The vision it chose is in sync with that of the billionaires and politicians who today are driving school “reform.”
UNION SMASHING
While SFC materials generally avoid the subject of unions, or imply a friendly collaboration with them, SFC is fiercely anti-union, especially when the unions do not endorse its notion of school reform.
The group promotes Geoffrey Canada, Harlem education entrepreneur and hero of the documentary “Waiting for Superman,” in which teacher unions are the scourge of education. Canada was SFC’s first board chair.
SFC’s legislative achievements include an Arizona bill that ties teacher pay partly to student test scores. But its failed initiative in Illinois trotted out SFC’s most virulent strain of anti-teacher unionism yet.
House Speaker Mike Madigan created a Special Committee on Education Reform, two of whose members received contributions from SFC this fall totaling $150,000. The committee considered the Performance Counts Act, which SFC described as a “historic opportunity to help Illinois students.” It proposed to:
- Closely link teachers’ performance evaluations to standardized test scores, a poor measure of learning.
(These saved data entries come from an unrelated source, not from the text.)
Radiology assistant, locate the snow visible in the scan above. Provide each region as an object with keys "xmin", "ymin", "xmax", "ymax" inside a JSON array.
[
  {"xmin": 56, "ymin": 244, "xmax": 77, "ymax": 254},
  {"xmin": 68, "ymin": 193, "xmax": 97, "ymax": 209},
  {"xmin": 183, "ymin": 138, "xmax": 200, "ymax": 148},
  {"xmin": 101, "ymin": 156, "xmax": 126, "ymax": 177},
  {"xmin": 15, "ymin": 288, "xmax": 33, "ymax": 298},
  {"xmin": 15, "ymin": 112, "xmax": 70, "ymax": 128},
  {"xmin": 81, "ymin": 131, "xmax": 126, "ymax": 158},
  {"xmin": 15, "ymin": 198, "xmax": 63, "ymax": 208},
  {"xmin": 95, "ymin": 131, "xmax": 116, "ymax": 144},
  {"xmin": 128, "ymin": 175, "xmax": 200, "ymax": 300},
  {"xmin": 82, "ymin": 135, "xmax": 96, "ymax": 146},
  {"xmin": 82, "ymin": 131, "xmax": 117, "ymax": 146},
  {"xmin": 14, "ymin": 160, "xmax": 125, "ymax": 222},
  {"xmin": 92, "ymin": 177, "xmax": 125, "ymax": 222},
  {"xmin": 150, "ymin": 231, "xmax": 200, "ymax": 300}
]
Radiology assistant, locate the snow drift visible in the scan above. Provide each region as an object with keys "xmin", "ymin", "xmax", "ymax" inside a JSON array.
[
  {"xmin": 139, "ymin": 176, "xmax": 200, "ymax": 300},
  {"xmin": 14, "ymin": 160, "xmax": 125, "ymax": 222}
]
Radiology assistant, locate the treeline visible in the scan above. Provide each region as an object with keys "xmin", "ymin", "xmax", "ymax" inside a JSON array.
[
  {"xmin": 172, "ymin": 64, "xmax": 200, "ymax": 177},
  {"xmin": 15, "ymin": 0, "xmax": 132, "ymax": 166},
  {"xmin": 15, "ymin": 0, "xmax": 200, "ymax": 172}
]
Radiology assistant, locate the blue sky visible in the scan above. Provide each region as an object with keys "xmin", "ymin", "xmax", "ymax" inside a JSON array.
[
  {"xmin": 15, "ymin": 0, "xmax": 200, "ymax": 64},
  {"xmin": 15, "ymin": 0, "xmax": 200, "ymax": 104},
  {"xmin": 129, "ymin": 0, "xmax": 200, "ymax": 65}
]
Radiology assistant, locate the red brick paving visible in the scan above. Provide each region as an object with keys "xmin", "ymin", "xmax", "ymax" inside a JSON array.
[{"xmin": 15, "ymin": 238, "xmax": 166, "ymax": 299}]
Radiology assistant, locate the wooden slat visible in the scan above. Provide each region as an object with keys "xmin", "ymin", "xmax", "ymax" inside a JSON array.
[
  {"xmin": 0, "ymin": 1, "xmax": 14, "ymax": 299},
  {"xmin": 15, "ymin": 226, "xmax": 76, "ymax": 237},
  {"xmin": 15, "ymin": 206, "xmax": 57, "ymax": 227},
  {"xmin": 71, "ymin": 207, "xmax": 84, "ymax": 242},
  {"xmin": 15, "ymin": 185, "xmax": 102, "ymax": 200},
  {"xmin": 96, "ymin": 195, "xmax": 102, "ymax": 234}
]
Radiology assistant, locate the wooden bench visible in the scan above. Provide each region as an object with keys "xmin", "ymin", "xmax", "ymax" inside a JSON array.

- Fire a tenured teacher or return her to probationary status after a single unsatisfactory evaluation. A teacher with three unsatisfactory evaluations within 10 years would be dismissed and could never teach in Illinois again.
- Prohibit unions from bargaining over contracting out, layoffs, school closures, class size and class staffing, length of the school day or work day, pilot and experimental school programs, or use of technology. Unions could not even bargain over the effects of these policies on members or students.
- Strip teachers’ right to strike, and punish unlawful strikes with union decertification.
CTU, together with the statewide teachers unions, Illinois Education Association and Illinois Federation of Teachers, activated teachers and community allies. Their rallies, lobbying, and e-mail campaign convinced legislators to drop the bill by mid-January.
The teacher unions will pursue an alternative, a measure called Accountability for All, which cedes some ground on seniority rights but spreads accountability to principals, school board members, and school districts. For example, districts would be evaluated annually on establishing full staffing and quality teaching and learning conditions.
“We know what works inside schools—smaller class sizes, a rich curriculum, an end to excessive testing, and alliances among parents, students, teachers, and administrators,” said Karen Lewis, CTU president. “But the attacks keep coming because what is at stake is clear: profit.”